Anna Fox is a British photographer and a professor of photography at UCA, Farnham. On May 16th she gave a talk on zoom to the OCA students.  

Anna Fox (b.1961) is one of the most acclaimed British photographers of the last thirty years and is Professor of Photography at the University for the Creative Arts. Working in colour, Fox first gained attention for Work Stations: Office Life in London (1988), a study of office culture in Thatcher’s Britain. She is best known for Zwarte Piet (1993-8), a series of portraits taken over a five-year period that explore Dutch black-face’ folk traditions associated with Christmas. Her collaborative projects Country Girls (1996 – 2001) and Pictures of Linda (1983 – 2015) challenge our views about rural life in England while her more intimate works My Mother’s Cupboards and My Father’s Words (1999) and Cockroach Diary (1996 – 99) expose the dysfunctional relationships at work in the family home in a raw and often surprising manner. Anna Fox Photographs 1983 – 2007, was published by Photoworks in 2007. Fox’s solo shows have been seen at Photographer’s Gallery, London, Museum of Contemporary Photography, Chicago amongst others and her work has been included in international group shows including Centre of the Creative Universe: Liverpool and the Avant Garde at Tate Liverpool and How We Are: Photographing Britain at Tate Britain. She was shortlisted for the 2010 Deutsche Borse Photography Prize. Fox is currently working on the research project Fast Forward; women in photography for which she has been awarded a Leverhulme International Networks Grant.

from the post invitation to watch the webinar by Johnathan 515050

Originally recorded on 15.5.20, I watched the recording of this talk. It as 3.5 hours long, so was a good way to watch it, as it gave the opportunity to stop and start it and look up some of the work she mentioned as it went along. The recording was made with strict instructions it was for the use of OCA students only and therefore, there is no link to share.

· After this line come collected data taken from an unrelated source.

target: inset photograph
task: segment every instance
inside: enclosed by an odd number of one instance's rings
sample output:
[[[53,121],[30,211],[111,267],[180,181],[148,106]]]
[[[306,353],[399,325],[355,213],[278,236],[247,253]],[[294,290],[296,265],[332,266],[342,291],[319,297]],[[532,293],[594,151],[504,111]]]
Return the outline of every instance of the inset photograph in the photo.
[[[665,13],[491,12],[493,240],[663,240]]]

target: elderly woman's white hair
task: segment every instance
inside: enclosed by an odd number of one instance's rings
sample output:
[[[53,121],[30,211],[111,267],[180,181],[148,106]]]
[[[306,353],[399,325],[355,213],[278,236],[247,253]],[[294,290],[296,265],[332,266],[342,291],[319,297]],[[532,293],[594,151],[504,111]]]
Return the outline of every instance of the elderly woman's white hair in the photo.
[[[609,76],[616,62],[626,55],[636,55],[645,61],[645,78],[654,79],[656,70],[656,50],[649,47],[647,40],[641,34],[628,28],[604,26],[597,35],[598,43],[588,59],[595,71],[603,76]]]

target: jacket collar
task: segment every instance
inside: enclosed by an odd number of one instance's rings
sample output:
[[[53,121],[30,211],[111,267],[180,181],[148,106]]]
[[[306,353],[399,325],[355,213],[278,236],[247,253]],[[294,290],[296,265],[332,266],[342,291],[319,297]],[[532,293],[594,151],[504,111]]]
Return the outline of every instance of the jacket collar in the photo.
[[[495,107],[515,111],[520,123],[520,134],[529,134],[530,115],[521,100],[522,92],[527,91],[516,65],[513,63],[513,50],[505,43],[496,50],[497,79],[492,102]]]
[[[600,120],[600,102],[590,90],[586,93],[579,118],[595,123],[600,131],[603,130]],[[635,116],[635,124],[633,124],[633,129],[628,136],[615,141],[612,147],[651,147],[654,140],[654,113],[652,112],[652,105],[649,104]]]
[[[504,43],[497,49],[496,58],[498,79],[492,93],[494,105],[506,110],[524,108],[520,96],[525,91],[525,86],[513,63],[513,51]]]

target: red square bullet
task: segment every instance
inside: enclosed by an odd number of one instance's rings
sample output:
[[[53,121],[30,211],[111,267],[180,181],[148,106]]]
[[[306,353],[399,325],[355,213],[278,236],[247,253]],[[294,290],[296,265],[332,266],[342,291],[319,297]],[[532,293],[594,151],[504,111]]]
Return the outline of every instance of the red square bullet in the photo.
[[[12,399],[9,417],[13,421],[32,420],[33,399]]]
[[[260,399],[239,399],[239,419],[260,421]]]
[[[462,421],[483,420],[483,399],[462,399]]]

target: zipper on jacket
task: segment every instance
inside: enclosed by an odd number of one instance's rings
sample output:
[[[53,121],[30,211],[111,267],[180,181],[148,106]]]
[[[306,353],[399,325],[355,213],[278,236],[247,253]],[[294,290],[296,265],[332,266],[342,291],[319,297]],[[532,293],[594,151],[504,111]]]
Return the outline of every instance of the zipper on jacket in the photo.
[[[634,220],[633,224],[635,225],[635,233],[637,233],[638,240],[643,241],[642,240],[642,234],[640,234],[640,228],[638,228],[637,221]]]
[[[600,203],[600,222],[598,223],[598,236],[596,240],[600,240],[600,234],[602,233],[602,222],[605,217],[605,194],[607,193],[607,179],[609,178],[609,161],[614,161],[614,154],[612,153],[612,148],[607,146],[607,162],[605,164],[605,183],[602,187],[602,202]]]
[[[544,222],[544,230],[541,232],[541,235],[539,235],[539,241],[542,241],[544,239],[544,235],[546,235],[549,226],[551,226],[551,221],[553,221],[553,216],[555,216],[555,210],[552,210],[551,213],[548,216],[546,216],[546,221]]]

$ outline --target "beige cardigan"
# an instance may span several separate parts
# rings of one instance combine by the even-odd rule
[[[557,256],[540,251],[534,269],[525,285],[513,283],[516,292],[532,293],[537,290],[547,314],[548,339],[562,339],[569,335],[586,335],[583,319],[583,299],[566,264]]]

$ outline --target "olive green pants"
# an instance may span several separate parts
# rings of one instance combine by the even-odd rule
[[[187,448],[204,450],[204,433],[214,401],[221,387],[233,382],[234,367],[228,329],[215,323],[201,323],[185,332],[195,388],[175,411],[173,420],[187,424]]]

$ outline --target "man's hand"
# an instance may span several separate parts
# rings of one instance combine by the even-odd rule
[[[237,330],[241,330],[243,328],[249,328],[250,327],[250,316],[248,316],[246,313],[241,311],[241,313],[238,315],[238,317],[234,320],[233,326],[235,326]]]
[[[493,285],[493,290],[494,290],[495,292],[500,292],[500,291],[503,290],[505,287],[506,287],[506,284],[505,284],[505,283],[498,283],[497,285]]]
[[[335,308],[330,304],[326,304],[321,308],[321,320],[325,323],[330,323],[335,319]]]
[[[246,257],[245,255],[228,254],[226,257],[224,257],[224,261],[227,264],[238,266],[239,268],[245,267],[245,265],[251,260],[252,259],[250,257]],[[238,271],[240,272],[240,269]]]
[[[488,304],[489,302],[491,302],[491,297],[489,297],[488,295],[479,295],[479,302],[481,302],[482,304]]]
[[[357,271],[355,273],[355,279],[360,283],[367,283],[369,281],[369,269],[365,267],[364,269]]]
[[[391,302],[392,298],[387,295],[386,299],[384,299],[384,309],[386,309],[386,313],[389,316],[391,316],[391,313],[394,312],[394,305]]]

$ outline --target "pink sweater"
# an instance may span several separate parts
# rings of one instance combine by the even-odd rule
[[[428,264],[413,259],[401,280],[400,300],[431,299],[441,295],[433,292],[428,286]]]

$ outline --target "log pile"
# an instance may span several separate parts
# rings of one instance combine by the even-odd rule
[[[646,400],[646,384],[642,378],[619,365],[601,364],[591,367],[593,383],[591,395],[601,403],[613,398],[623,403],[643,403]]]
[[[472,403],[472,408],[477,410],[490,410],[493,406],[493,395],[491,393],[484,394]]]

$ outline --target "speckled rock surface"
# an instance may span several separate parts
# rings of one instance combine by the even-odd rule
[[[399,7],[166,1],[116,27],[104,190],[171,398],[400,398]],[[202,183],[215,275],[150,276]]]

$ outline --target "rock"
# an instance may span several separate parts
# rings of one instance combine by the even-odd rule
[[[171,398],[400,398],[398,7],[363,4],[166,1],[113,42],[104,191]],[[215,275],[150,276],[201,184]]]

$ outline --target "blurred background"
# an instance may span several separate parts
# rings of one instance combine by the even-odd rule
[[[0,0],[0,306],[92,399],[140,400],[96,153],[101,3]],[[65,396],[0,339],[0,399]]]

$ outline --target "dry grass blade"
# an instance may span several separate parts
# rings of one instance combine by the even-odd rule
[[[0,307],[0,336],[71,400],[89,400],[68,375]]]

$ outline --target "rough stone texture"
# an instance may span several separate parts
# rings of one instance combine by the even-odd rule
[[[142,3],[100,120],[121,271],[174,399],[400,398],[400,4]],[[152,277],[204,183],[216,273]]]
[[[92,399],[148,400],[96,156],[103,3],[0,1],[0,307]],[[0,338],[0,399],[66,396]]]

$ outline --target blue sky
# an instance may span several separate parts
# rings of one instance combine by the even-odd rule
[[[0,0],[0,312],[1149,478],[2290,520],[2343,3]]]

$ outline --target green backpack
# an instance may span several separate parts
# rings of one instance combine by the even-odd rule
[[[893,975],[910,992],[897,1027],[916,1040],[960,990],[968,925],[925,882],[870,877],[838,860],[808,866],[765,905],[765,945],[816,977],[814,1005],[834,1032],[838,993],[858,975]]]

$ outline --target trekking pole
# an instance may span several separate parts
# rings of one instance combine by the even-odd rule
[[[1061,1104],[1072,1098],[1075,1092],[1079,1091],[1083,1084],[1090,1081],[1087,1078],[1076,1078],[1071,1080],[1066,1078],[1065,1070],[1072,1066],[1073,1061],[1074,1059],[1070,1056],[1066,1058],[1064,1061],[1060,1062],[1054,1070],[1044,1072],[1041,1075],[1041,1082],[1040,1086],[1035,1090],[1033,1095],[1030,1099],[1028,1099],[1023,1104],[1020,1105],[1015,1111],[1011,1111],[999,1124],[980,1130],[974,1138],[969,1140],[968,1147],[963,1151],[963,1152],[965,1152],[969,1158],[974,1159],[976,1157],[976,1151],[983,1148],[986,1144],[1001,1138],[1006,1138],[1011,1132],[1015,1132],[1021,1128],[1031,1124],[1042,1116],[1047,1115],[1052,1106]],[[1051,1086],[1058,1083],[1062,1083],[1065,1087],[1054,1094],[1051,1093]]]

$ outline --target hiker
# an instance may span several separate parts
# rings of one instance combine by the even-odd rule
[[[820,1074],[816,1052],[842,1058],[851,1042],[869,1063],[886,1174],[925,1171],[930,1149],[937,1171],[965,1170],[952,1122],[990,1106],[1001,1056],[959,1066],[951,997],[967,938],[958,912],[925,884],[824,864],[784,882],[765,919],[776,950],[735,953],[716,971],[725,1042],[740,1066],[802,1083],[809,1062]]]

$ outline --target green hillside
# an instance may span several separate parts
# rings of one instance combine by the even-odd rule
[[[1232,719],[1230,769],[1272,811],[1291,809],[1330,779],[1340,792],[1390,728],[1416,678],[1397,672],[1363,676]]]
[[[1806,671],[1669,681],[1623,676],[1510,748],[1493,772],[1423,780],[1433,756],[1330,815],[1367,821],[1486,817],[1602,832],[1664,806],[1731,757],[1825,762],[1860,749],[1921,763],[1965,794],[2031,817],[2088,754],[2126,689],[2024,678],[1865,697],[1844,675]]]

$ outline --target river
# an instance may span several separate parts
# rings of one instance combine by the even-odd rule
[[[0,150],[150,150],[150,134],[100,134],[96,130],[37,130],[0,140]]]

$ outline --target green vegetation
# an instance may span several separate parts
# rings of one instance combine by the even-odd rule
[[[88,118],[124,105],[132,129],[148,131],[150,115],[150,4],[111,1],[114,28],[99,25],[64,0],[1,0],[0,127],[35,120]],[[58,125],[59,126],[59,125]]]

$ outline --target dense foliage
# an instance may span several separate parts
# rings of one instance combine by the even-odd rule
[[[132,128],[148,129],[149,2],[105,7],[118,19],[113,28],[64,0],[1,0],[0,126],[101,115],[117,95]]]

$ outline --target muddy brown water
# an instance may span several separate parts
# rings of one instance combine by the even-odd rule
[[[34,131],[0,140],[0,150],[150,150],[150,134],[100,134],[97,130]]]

The talk was about the idea that Fiction influences photography and helps us understand how to construct a story both within individual images and series.

Anna was very engaging and easy to listen to and the subject matter and photographers she presented have given me plenty to research.

The first section of the talk, concentrated on Anna’s work with Fast Forward: women in photography. Which is a project promoting the work of women photographers and challenging the history of photography and putting women back into it where they have been left out.

A discussion about why women don’t network as well as men was interesting. Anna felt that men are just better at promoting each other and consequently help each other to become prominent together. Because women are dealing with inner doubt, they tend to protect themselves from others rather than work with them. There is not scientific research to back up this theory as yet, but it would be good to see if it’s true.

Photographers to research:

  • Neeta Madahar – the Flora series
  • Hannah Starkey
  • Tom Hunter
  • Sophie Cow
  • Sophie Ristelhueber – Every One
  • Philip-Lorca diCorcia (b.1951 – American)
  • Allison Goldfrapp – country girls

Top Take Aways:

  • shouldn’t be text added to an image or an image added to text, it’s one work
  • what you fictionalise is part of the story
  • there’s a level of fiction in every story
  • understand the process behind making work, wherever you can.
  • you are the author of the story
  • Read fiction to help you understand the structure of stories.
  • collect text at the same time as as taking the pictures, but don’t collect it to fit images.
  • you can use text to create a story with unrelated images,

References:

“About | Fast Forward.” Fastforward.Photography, 2015, fastforward.photography/about/. Accessed 16 June 2020.

‌“Anna Fox.” Annafox.Co.Uk, 2020, annafox.co.uk/. Accessed 16 June 2020.